Bumper Ukrainian, Russian wheat exports expected

21 Aug, 2011

Ukraine and Russia, top wheat exporters in the Black Sea region, are ready to shake the global market with bumper wheat shipments, which could soar to 25-30 million tonnes in 2011/12, analysts said. Ukraine, which exported about 4 million tonnes of wheat in 2010/11, plans to boost exports to 9.7 million in 2011/12.
Russia analysts expect it to export over 20 million tonnes of wheat this season, up from 3.4 million shipped in 2010/11 before the government banned exports from mid-August 2010 to July 1 due to a severe drought. Analysts say favourable weather has helped the two states harvest bumper crops and keep prices at a level that allows them to take over markets in the Middle East and North Africa from European and other competitors.
Ukraine's Farm Ministry said on Friday farms had harvested 34.1 million tonnes of grain bunker weight as of August 18, including 23.1 million of wheat. Wheat was harvested from 99.6 percent of the sown area. The wheat yield averaged 3.47 tonnes per hectare against 2.84 tonnes at the same date in 2010.
Russia, where the harvest is only about 40 percent complete, reaped 51.4 million tonnes of grain by bunker weight by August 17, including 34.3 million tonnes of wheat. Average grain yields rose to 2.79 tonnes per hectare from 2.10 a year ago. Hydrometcentre weather forecasting service said Russia could increase the grain harvest to more than 90 million tonnes in 2011 from last year's drought-hit crop of 61 million.

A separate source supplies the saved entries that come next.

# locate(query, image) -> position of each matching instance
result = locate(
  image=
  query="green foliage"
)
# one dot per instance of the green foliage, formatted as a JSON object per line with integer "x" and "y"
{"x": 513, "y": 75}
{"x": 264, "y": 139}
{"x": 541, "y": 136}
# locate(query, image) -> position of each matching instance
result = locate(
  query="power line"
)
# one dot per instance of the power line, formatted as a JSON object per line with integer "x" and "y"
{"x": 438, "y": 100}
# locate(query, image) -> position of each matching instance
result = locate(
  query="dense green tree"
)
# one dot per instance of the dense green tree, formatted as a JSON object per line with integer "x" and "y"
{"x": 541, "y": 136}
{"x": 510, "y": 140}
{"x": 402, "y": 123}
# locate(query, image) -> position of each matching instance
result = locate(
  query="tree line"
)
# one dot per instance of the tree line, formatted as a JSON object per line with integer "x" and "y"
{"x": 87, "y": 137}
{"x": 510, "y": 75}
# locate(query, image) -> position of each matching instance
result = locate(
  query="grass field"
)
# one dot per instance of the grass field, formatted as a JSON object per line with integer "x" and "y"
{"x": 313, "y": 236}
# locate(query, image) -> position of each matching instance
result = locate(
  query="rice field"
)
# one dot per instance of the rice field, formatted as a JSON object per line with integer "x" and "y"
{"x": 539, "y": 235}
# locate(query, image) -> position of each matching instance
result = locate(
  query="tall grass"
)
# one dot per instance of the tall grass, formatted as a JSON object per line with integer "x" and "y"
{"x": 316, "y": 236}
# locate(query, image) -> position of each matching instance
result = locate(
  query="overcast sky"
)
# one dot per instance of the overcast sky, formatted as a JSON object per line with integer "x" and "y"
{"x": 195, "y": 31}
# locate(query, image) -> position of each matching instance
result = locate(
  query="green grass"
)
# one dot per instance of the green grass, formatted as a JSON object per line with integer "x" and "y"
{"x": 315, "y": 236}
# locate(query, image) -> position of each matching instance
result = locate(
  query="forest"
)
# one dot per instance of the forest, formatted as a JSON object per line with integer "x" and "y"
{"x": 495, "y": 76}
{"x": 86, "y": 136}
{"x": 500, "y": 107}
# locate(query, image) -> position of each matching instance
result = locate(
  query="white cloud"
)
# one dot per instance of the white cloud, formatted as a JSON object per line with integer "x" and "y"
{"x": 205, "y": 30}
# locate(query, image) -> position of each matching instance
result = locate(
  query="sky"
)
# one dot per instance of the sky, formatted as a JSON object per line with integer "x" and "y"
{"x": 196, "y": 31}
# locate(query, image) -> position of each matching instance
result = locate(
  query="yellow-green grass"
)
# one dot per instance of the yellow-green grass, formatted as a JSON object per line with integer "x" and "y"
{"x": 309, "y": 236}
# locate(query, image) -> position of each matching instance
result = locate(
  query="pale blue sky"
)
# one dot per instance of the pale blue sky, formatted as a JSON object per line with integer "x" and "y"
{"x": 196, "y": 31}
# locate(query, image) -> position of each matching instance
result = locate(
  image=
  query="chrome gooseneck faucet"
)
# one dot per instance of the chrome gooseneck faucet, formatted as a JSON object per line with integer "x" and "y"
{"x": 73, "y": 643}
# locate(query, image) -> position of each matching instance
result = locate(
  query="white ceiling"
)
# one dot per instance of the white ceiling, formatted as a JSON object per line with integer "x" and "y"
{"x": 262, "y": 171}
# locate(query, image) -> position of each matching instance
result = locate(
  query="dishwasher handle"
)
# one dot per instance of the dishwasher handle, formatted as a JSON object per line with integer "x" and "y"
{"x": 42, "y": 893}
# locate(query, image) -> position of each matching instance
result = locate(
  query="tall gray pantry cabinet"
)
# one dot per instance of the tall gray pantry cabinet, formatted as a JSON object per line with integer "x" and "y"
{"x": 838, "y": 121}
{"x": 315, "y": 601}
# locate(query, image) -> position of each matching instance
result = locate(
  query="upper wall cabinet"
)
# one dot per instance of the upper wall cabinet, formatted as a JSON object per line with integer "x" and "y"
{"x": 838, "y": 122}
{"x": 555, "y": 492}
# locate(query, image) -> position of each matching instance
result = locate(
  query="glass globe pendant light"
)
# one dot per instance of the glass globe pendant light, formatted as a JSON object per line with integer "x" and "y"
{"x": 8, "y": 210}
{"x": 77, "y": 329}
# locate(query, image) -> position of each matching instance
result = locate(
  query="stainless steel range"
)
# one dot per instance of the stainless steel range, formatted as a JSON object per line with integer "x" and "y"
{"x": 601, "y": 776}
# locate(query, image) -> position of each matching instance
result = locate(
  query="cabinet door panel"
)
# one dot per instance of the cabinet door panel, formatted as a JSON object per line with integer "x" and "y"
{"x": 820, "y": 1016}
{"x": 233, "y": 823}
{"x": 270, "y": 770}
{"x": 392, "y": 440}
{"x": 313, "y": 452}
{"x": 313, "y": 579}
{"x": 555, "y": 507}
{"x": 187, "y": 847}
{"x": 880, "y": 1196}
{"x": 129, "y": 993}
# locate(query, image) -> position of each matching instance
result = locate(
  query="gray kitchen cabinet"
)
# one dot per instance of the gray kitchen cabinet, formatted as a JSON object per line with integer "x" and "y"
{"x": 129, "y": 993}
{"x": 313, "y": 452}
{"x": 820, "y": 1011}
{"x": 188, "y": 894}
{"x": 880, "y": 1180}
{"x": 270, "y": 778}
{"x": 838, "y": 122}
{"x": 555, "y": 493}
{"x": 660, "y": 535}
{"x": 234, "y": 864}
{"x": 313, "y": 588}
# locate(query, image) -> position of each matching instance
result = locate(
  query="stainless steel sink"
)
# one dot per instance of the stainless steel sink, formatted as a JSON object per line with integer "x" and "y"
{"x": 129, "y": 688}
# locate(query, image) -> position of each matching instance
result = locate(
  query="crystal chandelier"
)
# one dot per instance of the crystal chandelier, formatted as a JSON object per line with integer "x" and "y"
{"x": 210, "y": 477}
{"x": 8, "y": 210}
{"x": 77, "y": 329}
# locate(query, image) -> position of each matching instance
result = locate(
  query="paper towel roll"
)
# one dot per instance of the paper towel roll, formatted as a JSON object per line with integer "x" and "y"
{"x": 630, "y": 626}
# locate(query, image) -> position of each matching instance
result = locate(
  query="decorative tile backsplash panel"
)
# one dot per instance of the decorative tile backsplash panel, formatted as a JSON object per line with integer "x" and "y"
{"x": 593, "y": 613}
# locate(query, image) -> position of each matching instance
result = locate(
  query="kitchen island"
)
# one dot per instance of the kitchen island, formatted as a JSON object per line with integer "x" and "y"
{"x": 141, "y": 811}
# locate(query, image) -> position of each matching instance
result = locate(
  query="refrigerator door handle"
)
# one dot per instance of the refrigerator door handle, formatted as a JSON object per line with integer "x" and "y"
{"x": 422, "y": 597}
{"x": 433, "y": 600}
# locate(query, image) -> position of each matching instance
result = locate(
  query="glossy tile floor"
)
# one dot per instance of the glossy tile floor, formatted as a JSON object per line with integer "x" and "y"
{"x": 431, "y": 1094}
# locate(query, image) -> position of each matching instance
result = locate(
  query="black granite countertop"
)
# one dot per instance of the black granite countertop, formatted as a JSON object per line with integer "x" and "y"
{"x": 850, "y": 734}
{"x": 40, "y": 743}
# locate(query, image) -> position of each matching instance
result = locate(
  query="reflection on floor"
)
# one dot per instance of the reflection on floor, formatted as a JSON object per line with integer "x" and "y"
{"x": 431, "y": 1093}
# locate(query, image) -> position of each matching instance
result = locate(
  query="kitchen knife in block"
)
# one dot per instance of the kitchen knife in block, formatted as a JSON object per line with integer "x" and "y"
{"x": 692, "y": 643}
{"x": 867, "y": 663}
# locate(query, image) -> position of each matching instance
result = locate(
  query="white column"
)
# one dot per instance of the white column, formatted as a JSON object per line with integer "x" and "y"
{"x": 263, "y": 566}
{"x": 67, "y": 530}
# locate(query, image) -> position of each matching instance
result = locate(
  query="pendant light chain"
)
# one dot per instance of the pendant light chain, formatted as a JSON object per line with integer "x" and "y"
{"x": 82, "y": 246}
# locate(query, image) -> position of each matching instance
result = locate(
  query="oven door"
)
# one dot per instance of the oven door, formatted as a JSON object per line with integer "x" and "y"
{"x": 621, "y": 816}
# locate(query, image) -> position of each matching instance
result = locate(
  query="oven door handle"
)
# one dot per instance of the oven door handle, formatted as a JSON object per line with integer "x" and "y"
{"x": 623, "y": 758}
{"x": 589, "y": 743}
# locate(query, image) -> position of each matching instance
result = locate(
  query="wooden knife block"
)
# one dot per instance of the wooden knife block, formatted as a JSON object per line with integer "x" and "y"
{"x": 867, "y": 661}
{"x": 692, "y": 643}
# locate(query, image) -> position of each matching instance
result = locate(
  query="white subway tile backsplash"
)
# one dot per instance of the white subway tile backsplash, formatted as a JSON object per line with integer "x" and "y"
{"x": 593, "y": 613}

Russian think-tank the Institute for Agricultural Market Studies (IKAR) has said it expects the wheat crop this year to be 57 million tonnes, compared with 41.5 million in 2010 and 61.7 million in 2009. The country's Agriculture Ministry has not provided an official wheat crop forecast for 2011 so far. Russian officials say the quality of the crop is not yet clear, while traders have speculated it may be lower than earlier expected due to rains in early summer.
But in the neighbouring Ukraine the Farm Ministry improved its forecast of the quality of wheat. The ministry said the share of milling wheat in the 2011 wheat harvest had reached 70 percent as of August 18 compared with about 60 percent a month earlier.
The ministry gave no explanation for the change in the grain quality. But analysts, weather forecasters and traders have said the share of food wheat was much smaller as poor weather during the harvesting affected the quality. "The aim (of the ministry) is to lower domestic wheat prices, allowing state companies to buy more grain in reserves," said analyst Mykola Vernytsky from ProAgro consultancy.
"It is too early to talk about quality, but the share of milling wheat is unlikely to exceed 50 percent." Robert Brovdi, director of Ukrainian grain trader HlibInvestbud, told Reuters this month that feed wheat would make up 60-65 percent of the total wheat harvest in 2011 compared with 40-45 percent in 2010.
High domestic prices are likely to limit Ukraine's exports, while Russia, having accumulated huge stocks from the last season and now forecasting a bumper crop, dominates the shipments from the region. In July after a nearly year-long export ban had expired, Russia exported 2.6 million tonnes of grain, of which 2.4 million was wheat. Turkey and Egypt were the top buyers.